Dielectric spectroscopic studies in supercooled liquid and glassy states of Acemetacin, Brucine and Colchicine

Abstract

The physical and chemical instability of amorphous pharmaceuticals during storage has become a major problem for the pharmaceutical industry, as most of the pharmaceuticals including some life saving drugs are also found to be poorly water soluble. Molecular mobility is a key factor to understand the various crucial parameters that determine the stability of amorphous phase. The molecular dynamics in the supercooled liquid and glassy states of three Active Pharmaceutical Ingredients (API) Acemetacin, Brucine and Colchicine were characterized by molecular relaxation (mobility) using broadband dielectric spectroscopy (BDS) in a wide frequency range. Primary structural relaxation and intra-molecular (non Johari-Goldstein) secondary relaxation were observed above and below Tg respectively in all three title compounds. The dielectric spectra were fitted to the Havriliak-Negami (HN) function.
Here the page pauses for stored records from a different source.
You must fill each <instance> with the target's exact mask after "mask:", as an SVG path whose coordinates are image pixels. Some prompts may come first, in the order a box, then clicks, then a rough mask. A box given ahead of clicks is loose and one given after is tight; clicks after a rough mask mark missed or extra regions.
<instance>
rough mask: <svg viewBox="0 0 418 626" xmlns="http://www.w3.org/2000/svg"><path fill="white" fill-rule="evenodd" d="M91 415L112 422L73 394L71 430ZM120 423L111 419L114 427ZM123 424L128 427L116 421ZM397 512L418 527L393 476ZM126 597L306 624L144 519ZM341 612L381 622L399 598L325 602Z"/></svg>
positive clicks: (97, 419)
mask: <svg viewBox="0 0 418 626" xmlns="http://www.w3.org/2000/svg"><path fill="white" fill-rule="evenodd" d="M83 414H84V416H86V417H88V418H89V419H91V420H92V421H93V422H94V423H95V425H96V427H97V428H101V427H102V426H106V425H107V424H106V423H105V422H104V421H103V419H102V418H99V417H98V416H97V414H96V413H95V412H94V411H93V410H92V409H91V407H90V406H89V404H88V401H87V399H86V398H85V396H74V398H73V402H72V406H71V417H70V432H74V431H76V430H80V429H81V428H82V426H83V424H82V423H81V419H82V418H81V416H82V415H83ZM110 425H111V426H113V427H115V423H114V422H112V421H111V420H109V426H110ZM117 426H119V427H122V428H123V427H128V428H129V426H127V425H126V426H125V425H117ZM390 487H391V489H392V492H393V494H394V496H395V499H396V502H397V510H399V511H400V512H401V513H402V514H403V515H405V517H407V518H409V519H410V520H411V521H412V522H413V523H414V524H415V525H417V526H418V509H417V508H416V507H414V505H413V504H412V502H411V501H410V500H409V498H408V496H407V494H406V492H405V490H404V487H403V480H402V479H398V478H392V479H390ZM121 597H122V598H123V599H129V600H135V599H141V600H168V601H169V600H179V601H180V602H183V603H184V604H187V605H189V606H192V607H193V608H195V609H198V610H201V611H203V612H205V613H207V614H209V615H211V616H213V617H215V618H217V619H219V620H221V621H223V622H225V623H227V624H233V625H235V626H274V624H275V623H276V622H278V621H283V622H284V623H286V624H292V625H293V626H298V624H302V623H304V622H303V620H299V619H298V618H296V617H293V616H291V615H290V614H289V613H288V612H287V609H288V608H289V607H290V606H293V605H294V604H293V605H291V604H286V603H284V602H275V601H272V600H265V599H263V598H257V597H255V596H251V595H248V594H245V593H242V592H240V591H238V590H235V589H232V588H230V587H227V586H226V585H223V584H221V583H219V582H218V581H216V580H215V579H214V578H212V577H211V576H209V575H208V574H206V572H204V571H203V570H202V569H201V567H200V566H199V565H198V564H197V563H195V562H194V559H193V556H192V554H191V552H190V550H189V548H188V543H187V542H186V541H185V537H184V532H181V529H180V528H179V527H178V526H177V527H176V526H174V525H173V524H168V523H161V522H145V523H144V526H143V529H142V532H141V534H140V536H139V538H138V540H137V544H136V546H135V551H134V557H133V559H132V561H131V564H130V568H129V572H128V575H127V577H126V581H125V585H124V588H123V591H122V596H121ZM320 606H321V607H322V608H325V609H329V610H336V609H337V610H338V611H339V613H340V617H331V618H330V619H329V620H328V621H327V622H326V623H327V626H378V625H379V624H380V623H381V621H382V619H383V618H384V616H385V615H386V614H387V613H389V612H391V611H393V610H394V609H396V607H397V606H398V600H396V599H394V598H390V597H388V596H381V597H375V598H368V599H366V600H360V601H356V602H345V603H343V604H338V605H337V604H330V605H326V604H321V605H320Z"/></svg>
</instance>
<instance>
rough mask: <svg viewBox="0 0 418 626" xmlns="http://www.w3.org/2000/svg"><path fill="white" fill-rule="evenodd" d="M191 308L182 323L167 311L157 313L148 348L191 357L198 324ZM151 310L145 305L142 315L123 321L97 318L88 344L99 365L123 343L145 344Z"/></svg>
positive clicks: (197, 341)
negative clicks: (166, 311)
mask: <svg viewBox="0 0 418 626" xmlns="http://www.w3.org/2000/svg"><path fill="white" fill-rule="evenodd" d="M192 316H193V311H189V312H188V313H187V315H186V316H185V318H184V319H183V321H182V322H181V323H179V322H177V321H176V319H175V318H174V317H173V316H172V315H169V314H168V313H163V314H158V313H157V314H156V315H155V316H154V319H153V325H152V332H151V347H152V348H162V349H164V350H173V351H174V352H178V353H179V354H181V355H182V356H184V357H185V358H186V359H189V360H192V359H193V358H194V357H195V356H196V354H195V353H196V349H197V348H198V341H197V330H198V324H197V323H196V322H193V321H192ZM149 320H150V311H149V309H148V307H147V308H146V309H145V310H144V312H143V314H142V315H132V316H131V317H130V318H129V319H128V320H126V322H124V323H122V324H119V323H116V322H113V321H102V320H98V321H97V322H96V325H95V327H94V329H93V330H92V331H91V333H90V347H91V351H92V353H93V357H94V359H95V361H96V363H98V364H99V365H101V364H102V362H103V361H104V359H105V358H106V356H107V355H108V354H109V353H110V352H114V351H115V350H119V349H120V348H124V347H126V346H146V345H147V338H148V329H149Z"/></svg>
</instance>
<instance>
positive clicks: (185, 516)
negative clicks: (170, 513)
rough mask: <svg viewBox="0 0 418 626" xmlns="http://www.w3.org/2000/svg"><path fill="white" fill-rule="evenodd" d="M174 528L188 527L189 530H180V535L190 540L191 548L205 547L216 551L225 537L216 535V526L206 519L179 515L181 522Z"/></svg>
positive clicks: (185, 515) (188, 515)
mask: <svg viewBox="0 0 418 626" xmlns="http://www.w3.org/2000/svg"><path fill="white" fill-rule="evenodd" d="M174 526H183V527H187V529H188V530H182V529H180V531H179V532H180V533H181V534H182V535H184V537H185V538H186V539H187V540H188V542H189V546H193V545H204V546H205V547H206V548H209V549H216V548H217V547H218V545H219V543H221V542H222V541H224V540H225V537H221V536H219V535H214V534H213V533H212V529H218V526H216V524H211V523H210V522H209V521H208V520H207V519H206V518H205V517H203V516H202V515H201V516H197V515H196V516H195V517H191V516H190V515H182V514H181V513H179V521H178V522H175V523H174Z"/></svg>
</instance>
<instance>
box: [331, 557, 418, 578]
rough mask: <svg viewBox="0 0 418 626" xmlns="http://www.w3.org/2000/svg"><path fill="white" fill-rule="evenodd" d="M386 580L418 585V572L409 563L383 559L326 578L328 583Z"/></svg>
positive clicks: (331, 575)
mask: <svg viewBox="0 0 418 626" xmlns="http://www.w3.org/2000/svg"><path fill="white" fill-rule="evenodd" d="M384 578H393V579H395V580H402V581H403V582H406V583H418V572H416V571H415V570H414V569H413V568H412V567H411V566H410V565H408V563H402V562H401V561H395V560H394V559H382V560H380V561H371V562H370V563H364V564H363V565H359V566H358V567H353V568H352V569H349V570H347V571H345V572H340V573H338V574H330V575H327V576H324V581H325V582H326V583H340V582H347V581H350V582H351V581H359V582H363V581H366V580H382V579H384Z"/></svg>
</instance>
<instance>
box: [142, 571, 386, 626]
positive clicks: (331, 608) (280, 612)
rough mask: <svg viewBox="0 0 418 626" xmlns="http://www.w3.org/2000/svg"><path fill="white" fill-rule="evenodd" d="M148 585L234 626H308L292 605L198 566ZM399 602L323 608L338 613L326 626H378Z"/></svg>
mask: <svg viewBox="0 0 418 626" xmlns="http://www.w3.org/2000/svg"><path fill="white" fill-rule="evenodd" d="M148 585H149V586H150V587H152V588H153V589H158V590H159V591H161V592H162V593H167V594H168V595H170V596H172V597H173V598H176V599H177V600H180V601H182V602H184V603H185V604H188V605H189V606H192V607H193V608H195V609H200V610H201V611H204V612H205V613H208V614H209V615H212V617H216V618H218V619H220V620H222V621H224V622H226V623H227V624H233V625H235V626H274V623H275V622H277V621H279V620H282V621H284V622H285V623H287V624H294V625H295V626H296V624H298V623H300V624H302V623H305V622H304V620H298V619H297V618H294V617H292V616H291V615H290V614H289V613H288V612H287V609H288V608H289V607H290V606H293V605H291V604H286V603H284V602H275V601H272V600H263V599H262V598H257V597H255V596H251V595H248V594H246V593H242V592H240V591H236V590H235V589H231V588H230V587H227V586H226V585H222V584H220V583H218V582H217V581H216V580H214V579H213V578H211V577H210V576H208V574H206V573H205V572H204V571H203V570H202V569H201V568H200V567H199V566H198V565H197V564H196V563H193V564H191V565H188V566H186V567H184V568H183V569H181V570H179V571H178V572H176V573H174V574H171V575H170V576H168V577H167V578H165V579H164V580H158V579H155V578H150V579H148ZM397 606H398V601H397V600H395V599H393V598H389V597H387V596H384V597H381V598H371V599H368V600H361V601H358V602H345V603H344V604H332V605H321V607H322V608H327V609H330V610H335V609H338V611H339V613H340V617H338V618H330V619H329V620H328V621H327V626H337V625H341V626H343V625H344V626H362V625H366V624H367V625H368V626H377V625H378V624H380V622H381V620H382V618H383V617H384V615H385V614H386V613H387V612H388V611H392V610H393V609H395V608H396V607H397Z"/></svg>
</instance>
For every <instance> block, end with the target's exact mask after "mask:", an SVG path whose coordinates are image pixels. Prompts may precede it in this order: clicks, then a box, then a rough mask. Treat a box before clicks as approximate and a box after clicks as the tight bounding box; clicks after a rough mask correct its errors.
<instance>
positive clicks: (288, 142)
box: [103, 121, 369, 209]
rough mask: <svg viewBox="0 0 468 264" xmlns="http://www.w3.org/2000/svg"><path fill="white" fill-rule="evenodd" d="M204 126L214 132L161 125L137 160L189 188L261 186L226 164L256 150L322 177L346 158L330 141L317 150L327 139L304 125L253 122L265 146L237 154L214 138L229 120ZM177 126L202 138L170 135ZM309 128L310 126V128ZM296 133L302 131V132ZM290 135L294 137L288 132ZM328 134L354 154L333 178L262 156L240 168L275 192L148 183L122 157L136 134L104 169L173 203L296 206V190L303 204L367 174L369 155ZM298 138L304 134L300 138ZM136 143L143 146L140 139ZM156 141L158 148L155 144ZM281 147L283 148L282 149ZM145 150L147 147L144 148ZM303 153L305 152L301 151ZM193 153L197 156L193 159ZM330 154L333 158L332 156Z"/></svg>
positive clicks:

The temperature dependence of the structural relaxation time followed Vogel-Fulcher-Tamman (VFT) equation and the secondary relaxation followed Arrhenius equation. By Coupling model (CM) prediction, the secondary relaxations in all title compounds were found to be non JG. The width of the structural relaxation peak decreases with temperature for brucine and colchicine while it increases for acemetacin. By Differential Scanning Calorimetry (DSC) experiment, we confirmed that the selelcted compounds are good glass formers and their structural properties and hydrogen bonding were studied by Fourier Transform Infrared spectroscopy (FTIR) and verified by Density Functional theory (DFT). By BDS, the parameters which describe the molecular dynamics in the supercooled and glassy states of the title compounds, like glass transition temperature (Tg) the width of the α relaxation (βKWW), the temperature dependence of α-relaxation times (τα), the fragility (m) and the activation energy of the secondary relaxation (Ea-γ), were determined. The higher values of Tg determined (307.9 K for acemetacin, 366.2 K for brucine and 374.5 K for colchicine) indicates stability of their amorphous phase at normal storage conditions. The fragility index values of the title compounds indicate intermediately fragile behaviour. The FTIR analysis of the crystalline and amorphous states of brucine, acemetacin and colchicine shows the presence of hydrogen bonding in amorphous phase of the title compounds and verified that their molecular structures were retained in the amorphous state.